In the afternoon David walked over to St. Christopher's to meet Helen Chambers. Besides his bitterness, and his suspense over seeing her, David felt as he entered the door of the Mission (what he had felt on his three or four previous visits) a fear of meeting some wrathful, upbraiding body who would recognise him. But he met no one except a group of children coming with books from the library, and unescorted he followed the familiar way to the reception room, where Helen had written she would meet him. This, like the rest of the Mission's interior he had seen, was practically unchanged; and in this maintenance of old arrangements he read reverence for Morton. He wandered about the room, looking at the friendly, brown-framed prints that summoned back the far, ante-prison days. The past, flooding into him, and his sense of the nearness of Helen, crowded out for the time all his bitterness over Rogers's destruction.

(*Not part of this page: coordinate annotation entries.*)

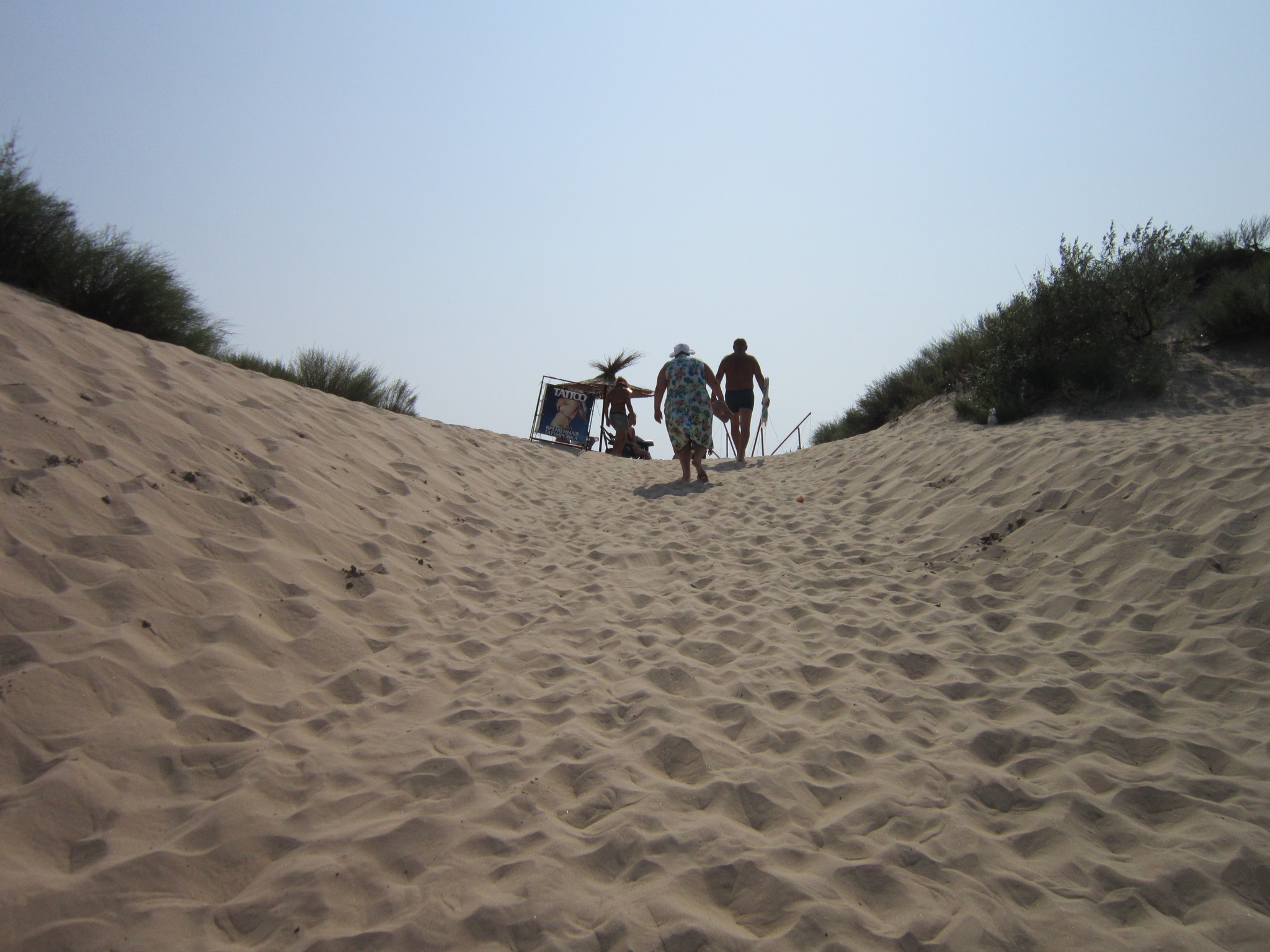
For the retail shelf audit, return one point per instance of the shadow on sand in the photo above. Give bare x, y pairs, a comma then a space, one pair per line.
673, 489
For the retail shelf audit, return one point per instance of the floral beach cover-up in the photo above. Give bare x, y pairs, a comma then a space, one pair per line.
687, 404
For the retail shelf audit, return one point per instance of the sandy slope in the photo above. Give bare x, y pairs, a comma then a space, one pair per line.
984, 690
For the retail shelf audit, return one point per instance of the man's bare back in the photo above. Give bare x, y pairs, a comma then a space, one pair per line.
739, 371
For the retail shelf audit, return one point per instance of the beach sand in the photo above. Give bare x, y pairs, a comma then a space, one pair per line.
283, 672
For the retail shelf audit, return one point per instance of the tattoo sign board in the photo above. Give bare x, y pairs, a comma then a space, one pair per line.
564, 414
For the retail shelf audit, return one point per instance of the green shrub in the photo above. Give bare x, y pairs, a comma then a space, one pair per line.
1085, 330
100, 275
109, 277
1236, 305
340, 375
938, 368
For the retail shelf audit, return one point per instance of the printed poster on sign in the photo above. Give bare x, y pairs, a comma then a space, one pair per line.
566, 414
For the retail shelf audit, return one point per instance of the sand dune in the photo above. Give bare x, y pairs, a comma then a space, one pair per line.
281, 672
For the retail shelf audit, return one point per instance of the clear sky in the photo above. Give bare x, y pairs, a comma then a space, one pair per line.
473, 195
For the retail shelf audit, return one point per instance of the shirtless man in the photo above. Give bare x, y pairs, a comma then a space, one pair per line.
739, 371
620, 414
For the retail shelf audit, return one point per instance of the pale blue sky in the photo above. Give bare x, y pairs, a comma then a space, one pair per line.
473, 195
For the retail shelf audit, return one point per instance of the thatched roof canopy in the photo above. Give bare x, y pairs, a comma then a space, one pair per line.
600, 387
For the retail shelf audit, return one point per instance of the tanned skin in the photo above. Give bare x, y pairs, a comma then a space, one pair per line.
694, 452
619, 397
739, 371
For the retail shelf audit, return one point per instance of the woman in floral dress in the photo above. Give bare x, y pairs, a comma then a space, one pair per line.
686, 384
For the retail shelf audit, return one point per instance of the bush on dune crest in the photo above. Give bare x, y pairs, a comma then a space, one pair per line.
1086, 330
109, 277
340, 375
100, 275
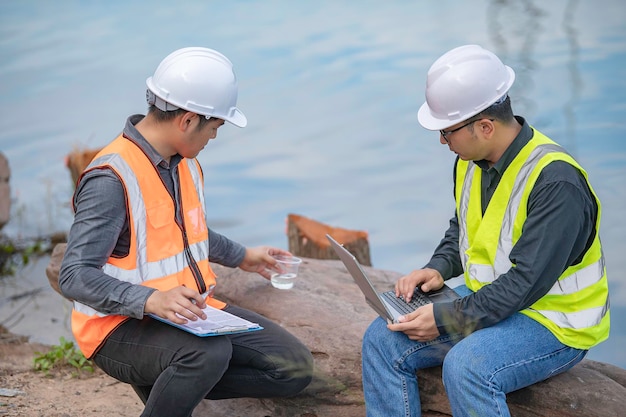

When Helen appeared at the door, he was for an instant powerless to move, so thrilled was he with his love for her. She came across the room with a happy smile, her hand held out. He strode toward her, and as he caught her hand his blood swept through him in a warm wave.

"I'm so glad to see you again!" she cried, and a little laugh told him how sincere her joy was.

A sudden desire struggled to tell her, truly, how great was his gladness, and its kind, at seeing her again; and fighting the desire back made him dizzy. "And I to see you!" he said.

"It's been—let's see—five months since I've seen you, and—"

"Five months and four days," the desire within David corrected.

"And four days," she accepted, with a laugh. "And there've been so many things during that time I've wanted to talk with you about. But how are you?"